The legislature has made some serious attempts to deal with the failure to adequately teach reading to Kentucky’s kids. In 2022, the General Assembly passed Paris Republican Sen. Stephen West’s Senate Bill 9, instituting a number of overdue reforms such as better screening assessments for reading.
SB 9 also created “Reading Academies” where teachers can learn about what scientific research has established as the best approach to teaching reading. That knowledge has been available for years but it generally has been absent from Kentucky teachers’ training, including their professional development programs.
A series of Courier-Journal articles in October about the state of reading in Kentucky indicated that scientific emphasis was even largely absent in a collaborative research center the legislature established years ago to inform teachers about what works best.

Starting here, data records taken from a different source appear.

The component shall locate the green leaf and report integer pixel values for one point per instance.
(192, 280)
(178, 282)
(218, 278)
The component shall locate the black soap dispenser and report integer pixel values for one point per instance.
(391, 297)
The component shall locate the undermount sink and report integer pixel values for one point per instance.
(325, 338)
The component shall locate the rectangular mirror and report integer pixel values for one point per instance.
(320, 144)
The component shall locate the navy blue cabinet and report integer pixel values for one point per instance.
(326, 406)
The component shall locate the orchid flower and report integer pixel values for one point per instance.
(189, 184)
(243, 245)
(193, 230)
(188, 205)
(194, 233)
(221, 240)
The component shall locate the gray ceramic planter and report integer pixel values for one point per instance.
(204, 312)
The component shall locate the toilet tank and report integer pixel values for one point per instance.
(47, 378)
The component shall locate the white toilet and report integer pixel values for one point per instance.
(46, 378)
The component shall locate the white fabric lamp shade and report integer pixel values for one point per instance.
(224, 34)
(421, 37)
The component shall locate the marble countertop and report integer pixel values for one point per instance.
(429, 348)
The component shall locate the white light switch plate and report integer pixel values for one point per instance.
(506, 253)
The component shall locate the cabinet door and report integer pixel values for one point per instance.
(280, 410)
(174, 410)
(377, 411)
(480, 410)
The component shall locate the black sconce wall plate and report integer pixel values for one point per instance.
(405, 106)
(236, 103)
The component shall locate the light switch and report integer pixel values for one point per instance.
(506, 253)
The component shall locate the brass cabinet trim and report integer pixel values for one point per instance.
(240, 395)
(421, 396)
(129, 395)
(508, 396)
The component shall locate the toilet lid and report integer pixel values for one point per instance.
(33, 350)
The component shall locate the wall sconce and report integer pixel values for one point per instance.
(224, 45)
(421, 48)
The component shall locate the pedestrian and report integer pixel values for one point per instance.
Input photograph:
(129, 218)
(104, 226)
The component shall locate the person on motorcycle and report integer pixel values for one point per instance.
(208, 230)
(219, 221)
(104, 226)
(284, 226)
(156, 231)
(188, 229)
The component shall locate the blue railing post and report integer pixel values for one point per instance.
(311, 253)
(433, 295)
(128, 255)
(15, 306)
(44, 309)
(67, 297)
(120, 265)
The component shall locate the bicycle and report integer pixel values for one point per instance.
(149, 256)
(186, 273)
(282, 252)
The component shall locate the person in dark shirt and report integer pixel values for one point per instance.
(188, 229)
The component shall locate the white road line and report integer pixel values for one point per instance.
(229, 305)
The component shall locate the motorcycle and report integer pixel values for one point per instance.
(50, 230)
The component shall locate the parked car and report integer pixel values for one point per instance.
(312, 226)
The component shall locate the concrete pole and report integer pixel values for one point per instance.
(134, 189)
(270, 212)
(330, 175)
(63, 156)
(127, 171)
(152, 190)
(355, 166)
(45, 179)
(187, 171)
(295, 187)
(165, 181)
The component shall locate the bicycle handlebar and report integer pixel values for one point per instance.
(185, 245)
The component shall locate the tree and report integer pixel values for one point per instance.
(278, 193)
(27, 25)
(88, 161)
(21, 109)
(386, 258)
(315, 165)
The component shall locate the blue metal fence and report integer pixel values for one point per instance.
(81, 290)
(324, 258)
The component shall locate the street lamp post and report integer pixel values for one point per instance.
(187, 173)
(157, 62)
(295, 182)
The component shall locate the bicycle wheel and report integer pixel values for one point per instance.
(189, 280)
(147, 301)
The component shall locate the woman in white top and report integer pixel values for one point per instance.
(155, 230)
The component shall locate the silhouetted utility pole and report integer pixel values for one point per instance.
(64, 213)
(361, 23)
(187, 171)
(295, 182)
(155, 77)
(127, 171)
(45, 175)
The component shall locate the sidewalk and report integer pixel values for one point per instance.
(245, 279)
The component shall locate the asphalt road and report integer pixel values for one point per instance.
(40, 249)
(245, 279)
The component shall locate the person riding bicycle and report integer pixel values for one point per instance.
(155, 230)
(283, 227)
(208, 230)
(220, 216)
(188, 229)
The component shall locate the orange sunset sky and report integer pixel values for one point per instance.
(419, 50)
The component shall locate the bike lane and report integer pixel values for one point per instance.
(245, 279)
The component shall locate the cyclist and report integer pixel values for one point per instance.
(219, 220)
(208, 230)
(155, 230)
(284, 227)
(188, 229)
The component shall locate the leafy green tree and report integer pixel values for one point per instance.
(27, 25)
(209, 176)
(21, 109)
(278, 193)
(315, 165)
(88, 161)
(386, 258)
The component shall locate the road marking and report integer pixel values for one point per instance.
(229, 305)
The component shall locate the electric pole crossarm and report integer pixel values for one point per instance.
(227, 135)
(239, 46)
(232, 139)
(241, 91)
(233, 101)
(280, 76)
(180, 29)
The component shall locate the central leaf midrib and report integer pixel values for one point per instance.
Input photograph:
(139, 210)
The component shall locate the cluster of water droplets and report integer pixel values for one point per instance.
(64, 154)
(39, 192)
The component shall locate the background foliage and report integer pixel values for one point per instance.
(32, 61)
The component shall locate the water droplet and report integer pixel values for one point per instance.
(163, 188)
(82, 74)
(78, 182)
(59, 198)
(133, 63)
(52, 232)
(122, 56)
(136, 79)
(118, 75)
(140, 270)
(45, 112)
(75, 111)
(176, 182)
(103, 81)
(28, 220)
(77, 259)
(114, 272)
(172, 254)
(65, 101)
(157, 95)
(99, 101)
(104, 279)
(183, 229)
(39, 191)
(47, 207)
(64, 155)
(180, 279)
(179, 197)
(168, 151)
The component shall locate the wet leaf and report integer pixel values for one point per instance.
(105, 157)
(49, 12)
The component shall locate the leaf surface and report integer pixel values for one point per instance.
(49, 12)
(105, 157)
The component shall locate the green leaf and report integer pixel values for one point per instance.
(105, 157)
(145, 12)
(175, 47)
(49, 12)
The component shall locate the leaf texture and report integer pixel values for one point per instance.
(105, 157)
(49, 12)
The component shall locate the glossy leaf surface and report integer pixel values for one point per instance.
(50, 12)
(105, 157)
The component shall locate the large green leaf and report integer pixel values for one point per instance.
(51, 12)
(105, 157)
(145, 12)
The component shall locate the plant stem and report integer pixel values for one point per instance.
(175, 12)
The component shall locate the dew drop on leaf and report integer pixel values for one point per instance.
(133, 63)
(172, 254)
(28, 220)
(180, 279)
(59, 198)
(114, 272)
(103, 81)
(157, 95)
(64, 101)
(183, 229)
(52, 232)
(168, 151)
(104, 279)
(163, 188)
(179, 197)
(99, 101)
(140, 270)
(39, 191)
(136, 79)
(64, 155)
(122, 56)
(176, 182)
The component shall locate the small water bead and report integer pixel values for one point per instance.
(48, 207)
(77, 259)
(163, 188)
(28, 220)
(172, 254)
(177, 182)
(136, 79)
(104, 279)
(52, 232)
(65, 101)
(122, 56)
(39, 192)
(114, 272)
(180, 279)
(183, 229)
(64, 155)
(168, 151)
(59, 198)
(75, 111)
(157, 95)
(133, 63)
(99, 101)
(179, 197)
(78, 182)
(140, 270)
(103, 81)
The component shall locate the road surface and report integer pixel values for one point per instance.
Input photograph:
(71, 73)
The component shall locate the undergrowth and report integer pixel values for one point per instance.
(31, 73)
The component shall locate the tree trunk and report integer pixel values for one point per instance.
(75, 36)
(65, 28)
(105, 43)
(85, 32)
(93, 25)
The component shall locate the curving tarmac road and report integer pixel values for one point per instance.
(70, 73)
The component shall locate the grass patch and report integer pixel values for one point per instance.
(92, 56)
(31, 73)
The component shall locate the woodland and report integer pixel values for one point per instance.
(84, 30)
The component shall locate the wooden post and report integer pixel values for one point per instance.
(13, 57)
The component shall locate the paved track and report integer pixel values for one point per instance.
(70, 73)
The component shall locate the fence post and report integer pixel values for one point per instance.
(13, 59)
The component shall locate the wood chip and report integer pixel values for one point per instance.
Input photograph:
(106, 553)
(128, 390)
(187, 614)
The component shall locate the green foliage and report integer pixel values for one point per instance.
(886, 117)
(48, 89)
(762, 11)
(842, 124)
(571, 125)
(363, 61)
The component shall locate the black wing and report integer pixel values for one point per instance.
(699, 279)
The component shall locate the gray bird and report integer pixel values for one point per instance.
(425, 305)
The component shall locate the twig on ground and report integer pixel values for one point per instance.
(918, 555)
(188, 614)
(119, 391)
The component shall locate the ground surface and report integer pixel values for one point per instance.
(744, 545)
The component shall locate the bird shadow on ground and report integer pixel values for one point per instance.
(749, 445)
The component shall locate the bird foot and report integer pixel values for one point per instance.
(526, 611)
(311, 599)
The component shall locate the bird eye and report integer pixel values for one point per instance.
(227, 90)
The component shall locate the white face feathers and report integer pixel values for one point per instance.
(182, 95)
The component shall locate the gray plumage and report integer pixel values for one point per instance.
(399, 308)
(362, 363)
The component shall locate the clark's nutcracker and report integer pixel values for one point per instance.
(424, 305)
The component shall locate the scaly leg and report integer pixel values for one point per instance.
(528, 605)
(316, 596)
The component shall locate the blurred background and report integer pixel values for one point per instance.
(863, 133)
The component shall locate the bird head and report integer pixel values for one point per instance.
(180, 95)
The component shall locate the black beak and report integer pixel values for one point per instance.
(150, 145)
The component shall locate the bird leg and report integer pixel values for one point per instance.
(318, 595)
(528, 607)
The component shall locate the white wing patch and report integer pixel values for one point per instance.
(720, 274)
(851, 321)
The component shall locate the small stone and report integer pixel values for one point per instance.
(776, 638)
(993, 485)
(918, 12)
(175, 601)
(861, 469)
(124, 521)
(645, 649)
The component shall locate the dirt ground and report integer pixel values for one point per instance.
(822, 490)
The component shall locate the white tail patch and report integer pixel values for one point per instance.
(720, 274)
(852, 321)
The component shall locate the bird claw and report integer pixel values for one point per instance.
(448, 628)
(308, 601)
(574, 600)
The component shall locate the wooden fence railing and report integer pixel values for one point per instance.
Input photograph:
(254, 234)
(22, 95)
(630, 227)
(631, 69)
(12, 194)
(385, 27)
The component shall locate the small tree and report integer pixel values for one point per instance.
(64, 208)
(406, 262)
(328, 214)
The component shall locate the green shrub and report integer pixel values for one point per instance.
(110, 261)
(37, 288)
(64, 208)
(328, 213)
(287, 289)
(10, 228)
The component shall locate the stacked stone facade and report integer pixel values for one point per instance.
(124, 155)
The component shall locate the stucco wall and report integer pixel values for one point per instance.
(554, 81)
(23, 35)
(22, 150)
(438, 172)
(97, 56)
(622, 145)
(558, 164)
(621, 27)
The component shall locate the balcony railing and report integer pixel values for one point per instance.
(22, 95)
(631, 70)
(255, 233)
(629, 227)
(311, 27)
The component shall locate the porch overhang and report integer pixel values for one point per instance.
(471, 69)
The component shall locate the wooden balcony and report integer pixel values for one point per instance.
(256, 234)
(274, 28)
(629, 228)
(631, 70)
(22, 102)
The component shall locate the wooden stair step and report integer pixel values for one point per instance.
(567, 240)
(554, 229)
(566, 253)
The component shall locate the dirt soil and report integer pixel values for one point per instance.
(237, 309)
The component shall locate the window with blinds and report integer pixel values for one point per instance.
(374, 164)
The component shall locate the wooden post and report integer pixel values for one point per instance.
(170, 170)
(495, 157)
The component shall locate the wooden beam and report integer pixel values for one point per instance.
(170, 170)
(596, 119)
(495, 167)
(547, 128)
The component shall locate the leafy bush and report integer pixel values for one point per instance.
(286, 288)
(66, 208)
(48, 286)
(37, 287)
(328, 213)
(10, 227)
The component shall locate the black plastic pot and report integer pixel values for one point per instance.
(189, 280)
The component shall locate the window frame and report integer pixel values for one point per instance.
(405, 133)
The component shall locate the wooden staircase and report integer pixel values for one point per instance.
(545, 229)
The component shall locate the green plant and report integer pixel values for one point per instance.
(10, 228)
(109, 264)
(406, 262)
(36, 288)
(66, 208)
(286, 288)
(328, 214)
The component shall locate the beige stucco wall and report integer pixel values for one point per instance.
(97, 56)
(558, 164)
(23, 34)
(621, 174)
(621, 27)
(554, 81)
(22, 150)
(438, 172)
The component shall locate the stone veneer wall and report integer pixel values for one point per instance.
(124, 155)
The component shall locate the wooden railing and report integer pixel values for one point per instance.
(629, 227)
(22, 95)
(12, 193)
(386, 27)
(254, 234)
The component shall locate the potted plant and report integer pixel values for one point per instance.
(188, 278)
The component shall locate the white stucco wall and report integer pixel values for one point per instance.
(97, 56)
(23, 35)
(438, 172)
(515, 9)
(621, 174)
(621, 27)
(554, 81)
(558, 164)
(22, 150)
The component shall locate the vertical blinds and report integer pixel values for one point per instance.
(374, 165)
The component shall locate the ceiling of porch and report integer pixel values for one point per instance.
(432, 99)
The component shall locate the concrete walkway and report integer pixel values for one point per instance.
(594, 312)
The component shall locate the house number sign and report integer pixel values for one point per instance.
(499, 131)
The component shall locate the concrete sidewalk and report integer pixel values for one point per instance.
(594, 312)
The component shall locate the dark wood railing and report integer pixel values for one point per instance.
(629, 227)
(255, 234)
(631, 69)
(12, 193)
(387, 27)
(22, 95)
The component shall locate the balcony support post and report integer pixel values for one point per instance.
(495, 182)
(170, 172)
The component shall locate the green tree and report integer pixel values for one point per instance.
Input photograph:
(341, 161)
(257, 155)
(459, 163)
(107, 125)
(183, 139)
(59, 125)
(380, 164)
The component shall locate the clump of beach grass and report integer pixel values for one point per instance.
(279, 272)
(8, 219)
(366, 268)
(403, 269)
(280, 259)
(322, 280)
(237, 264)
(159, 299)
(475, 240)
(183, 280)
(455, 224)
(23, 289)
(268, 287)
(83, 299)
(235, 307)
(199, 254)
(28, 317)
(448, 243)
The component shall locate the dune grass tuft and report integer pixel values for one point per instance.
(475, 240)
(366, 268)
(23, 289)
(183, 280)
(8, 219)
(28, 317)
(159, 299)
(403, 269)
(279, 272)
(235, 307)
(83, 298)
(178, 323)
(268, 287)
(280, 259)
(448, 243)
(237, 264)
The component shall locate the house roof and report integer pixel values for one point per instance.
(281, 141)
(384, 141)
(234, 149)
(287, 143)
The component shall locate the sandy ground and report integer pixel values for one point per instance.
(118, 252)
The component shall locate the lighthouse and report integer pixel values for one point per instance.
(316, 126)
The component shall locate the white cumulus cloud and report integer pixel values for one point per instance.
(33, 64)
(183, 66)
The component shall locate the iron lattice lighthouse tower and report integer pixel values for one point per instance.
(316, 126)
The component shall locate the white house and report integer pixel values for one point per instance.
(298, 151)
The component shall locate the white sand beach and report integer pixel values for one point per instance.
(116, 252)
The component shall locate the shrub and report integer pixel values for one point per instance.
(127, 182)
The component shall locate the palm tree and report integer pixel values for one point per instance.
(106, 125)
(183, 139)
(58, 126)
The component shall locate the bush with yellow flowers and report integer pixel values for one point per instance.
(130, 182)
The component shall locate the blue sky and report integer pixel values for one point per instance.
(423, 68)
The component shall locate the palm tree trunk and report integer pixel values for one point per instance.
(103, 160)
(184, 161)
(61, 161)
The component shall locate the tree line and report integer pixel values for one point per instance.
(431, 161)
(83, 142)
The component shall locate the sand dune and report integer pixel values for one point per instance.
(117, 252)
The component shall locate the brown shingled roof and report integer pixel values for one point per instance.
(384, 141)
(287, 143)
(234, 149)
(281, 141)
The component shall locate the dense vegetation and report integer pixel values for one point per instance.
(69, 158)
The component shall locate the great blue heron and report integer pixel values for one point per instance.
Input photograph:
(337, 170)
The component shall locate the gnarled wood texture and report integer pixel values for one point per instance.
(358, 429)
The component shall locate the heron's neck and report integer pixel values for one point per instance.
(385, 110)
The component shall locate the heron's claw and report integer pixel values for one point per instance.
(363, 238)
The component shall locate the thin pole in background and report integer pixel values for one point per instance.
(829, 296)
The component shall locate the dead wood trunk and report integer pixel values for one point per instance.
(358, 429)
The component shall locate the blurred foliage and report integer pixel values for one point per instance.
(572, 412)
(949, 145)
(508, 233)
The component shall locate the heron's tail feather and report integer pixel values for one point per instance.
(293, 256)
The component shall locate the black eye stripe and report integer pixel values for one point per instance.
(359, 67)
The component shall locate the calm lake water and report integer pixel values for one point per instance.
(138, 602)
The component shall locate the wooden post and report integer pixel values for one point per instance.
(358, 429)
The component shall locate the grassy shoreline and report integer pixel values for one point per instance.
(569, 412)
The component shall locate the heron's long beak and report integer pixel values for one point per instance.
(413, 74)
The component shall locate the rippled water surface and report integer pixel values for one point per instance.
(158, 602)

Thankfully, the legislature ended the state’s contract with that reading center in late 2022. During the 2023 session, new legislation was passed to create a completely different center for reading research. But much more is needed.
The great improvement in reading performance we’ve seen in some school districts indicates that teaching reading properly really does work.
In 2010, the Elgin Children’s Foundation – a philanthropy focused on improving life in Appalachia – funded a program to educate teachers in Clay, Laurel and Leslie counties’ schools about what scientific research shows works best for teaching reading.
While an overnight miracle didn’t occur, third grade reading proficiency rates on state tests in these Appalachian school districts solidly improved over a number of years.
By pre-COVID 2019, Clay County’s Goose Rock Elementary School posted a third grade reading proficiency rate of 89.7%, despite 85% of its students coming from low-income homes, making them eligible for free or reduced-price meals.
Also in 2019, the third grade reading proficiency rate at Gamaliel Elementary in central Kentucky’s Monroe County posted an astonishing 94.6% third grade proficiency rate despite a 75% school lunch eligibility.
Even COVID didn’t slow another Appalachian district in Elgin’s program. In 2022 state testing, Laurel County’s Keavy Elementary posted a remarkable 91% third grade reading proficiency performance despite a well-above-state-average school lunch eligibility rate of 72%.
There’s been little, if any, reporting by the state’s major media outlets about this major improvement in reading proficiency.
Is that because a narrative they favor – “you can’t hold Kentucky schools where many kids come from poor homes accountable” – would unravel with stories about Appalachian schools leaving wealthy counterparts in richer districts behind in reading proficiency?
The legislature created the Reading Academies with 2,400 funded slots for the first phase of the program. However, fewer than 1,900 teachers actually signed up. With statewide reading proficiencies so low, that number needs to rise – quickly.